Perform general maintenance for vehicles and buildings. Experience should include some or all of the following skills: carpentry, electrical work, plumbing, and light vehicle maintenance. You will be expected to keep all of the buildings' and outbuildings' systems functioning at their best. You will need to repair any break downs, perform routine cleaning and maintenance, and keep track of this maintenance so that any warranties are maintained or insurance requirements are met. Maintenance staff members may work part-time or full-time hours, depending on the size of the facility. They are also usually required to work both day and evening hours. A night time maintenance staff member is often required to work the evening so that if a need arises during the night it can be addressed.

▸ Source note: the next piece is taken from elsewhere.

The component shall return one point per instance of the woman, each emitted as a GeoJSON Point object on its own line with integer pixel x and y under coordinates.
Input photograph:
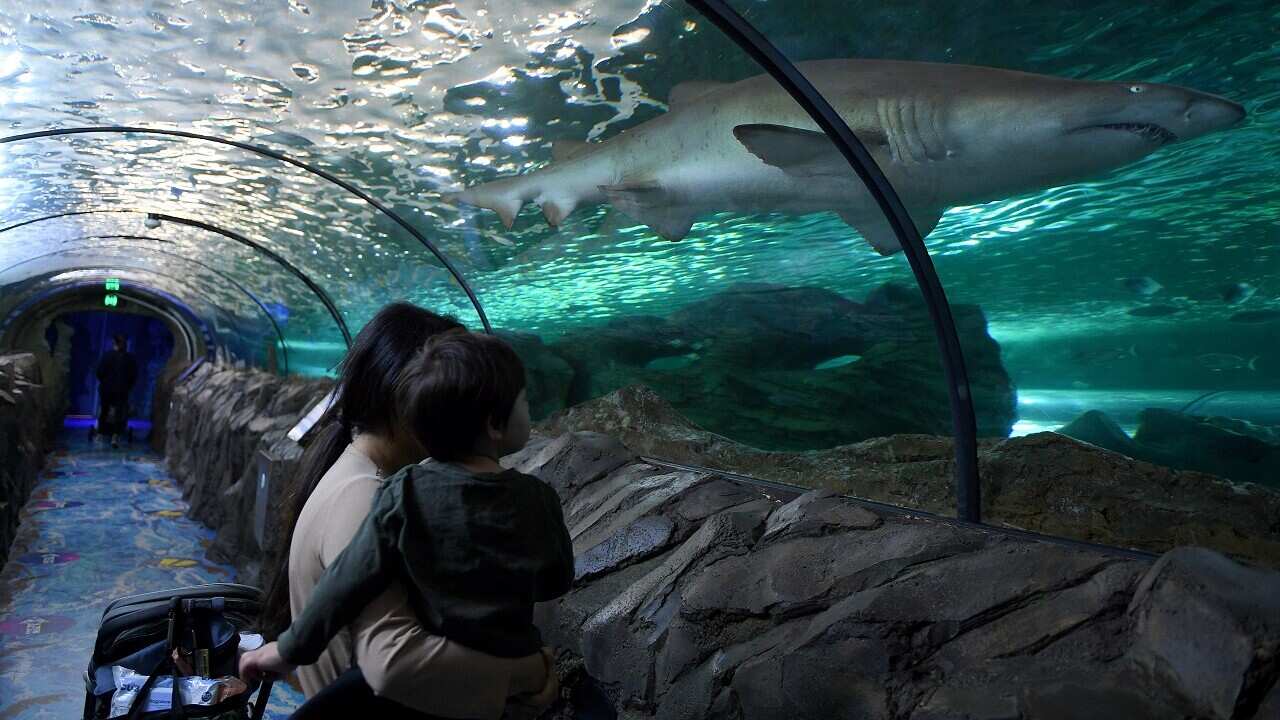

Maintenance staff members may also be required to haul tables and chairs from one dining room to another, or to an outside dining event, or to provide assistance with other projects. It is usually a job that entails some physical labor on a daily basis. Previous maintenance experience is usually required.
Sales/Gift Shop Clerk
Gift shop clerks are responsible for selling souvenirs and other items in gift shops. This means answering guest questions and encouraging sales. At some hotels you may also be required to keep track of store inventory and make recommendations based on how items are selling. You may also assist with stocking shelves, receiving new items, and ordering more inventory. You will need to balance your cash drawer each time you work. This can be part-time or full-time work, depending on the store and where it's located. The working conditions are not too strenuous, but you will spend most of your shift on your feet. If you are expected to help with stocking, you may be required to left boxes that weigh up to 50 pounds. Work hours are usually during the day, although some evening hours may also be included in your shift. Previous cashiering and sales experience are often required. If this is an area of interest for you, read our Retail Jobs section.
This job is most often found at larger hotels or those located in larger urban settings. The customer service rep or concierge is available to meet guest needs and answer questions. If the guest is looking for a restaurant, a place to go to buy a particular item, or services such as childcare or car service, the customer service/concierge is the person who will answer these questions or make the arrangements for the guest. Most hotels have formed relationships with other businesses that supply the most commonly asked for services by guests so that when a need arises the customer service or concierge knows who to contact.
This can be a part-time job, but during the busiest season it is often a full-time job. These employees work both day and night shifts, but usually not past the late evening hours. You will need to have good organizational skills and an eye for detail to do well in this position. Some higher end hotels prefer employees who have previous experience in the hotel industry for this job.
This is only a sample of the many kinds of summer job opportunities available in the Alaska hospitality industry. Every hotel or resort has different needs. Some smaller companies prefer flexible employees willing to tackle just about any job. A cheerful, friendly attitude is one of the most important traits for hospitality workers.